A man walks into a court and admits he orchestrated over 2,000 distributed denial of service (DDoS) attacks on a wide range of organizations including: Amazon, Vodafone, the BBC, BT, O2, Sprint, Virgin Media, Netflix, MIT, NatWest, the UK’s National Crime Agency and even the college at which he studies. What punishment should he receive? Incredibly, the conclusion from one UK court is that he should walk free, having received a suspended 16-month detention and training order. This is how the judge rationalized his sentence, as reported in the Yorkshire Evening Post:
Clearly it is a very serious offence.
But at the time you were 16 or 17 and I have to discount any sentencing because of your age at the time.
You are of positive good character. It is a tragedy to see somebody of your undoubted talents before the court.
Excuse me if I struggle to understand how somebody of ‘positive good character’ can engage in several DDoS attacks per day over the course of two years, causing millions of dollars of harm for little more than cheap thrills. Whilst the judge described the offence as ‘clearly’ serious, the punishment says otherwise. However, this court’s blasé attitude to DDoS attacks is much more common than it should be.
Jack Chappell spent two years ‘working’ as an administrator for vDOS, an illegal service that charged unskilled users for the privilege of knocking over websites by flooding them with traffic. During that time Chappell only received a paltry USD2,000 payment whilst his bosses in Israel are known to have made at least USD600,000 from their criminal enterprise. Chappell’s lawyer insisted his client was of good character:
…he has been manipulated. He is in many ways just as much a victim. He has been totally exploited and abused.

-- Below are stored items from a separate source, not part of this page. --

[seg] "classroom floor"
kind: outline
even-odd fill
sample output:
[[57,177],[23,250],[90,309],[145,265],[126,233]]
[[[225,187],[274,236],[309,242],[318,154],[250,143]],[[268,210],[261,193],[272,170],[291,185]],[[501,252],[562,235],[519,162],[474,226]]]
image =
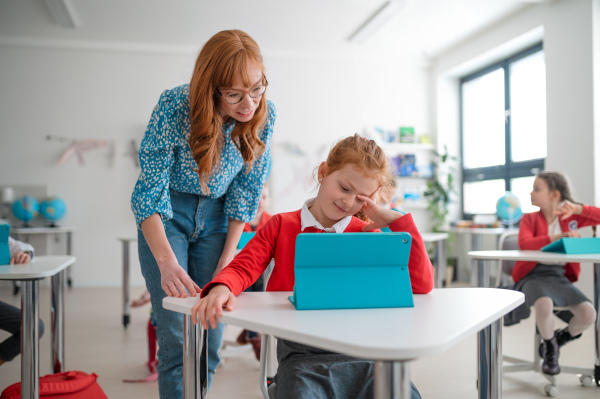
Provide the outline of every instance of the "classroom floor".
[[[132,289],[132,298],[141,292]],[[0,287],[0,300],[20,306],[20,297],[12,296],[7,286]],[[40,288],[40,315],[47,325],[41,340],[40,375],[50,373],[50,293],[44,284]],[[121,290],[119,288],[73,288],[65,290],[65,366],[98,374],[98,383],[110,399],[158,398],[157,382],[124,383],[123,379],[148,375],[146,323],[149,307],[132,309],[131,324],[121,325]],[[235,339],[240,330],[226,329],[226,338]],[[533,318],[503,330],[505,354],[533,358]],[[561,354],[561,364],[592,367],[594,362],[591,331],[567,346]],[[0,331],[0,340],[7,334]],[[411,378],[424,399],[477,398],[476,337],[470,337],[452,349],[436,356],[418,359],[411,364]],[[20,357],[0,366],[0,391],[20,379]],[[600,387],[582,387],[577,376],[559,375],[559,398],[598,399]],[[505,375],[505,398],[544,398],[546,380],[533,372]],[[250,350],[227,358],[219,368],[211,399],[260,399],[258,361]]]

He is not a person who is malicious. He is mischievous.
But looking at the details of the case, the malicious and selfish side of Chappell’s character should be all too obvious. When he was late with a college assignment he resorted to bringing down the college’s website. In total he launched 21 separate attacks on his own college and on Jisc, a provider of computer networks to academic establishments across Britain. Chappell was not just interrupting his own education but obstructing thousands of students and researchers. The prosecution observed that Jisc were forced to spend GBP56,500 (USD76,500) on staff to address the problems caused by Chappell, and another GBP5mn (USD6.8mn) to mitigate future attacks. But Chappell was not satisfied by only causing damage, so he used a pseudonymous Twitter account to claim responsibility and taunt the people who were trying to get the networks back up, goading them with hashtags like #GetBetterProtection.
I dwell on this individual story because it is easy to be misled by lawyers in cases like these. It takes a tremendous effort to track down criminals like Chappell, but when they are finally caught we only hear about their personal sob story, and not the stories of all the countless victims of their crimes. It has been said that the internet is as important as water, and some of the more hyperbolic members of Western society assert that net neutrality is now vital to the functioning of democracy. If we really believed that, we should treat Chappell like he had poisoned our water supply, instead of just describing his crimes as ‘mischief’. As Brian Krebs noted on his blog, there is plenty of precedent for serious DDoS attacks being treated as trivial misdemeanors, even though they cause millions of dollars of harm, and immeasurable frustration for countless users who were prevented from accessing the web services they wanted.
We live in an era when a badly-worded tweet can become scandalous front-page news. DDoS attacks do a lot more damage than hurting people’s feelings, but the difficulty of connecting cause with effect means there is a temptation to treat DDoS as a victimless crime. Nor should the age of the criminal become an excuse; Chappell’s case shows how badly-behaved children play with fire on the internet as well as in real life. We cannot allow them to burn the house down, and that means punishing the troublemakers in addition to bolstering our networks.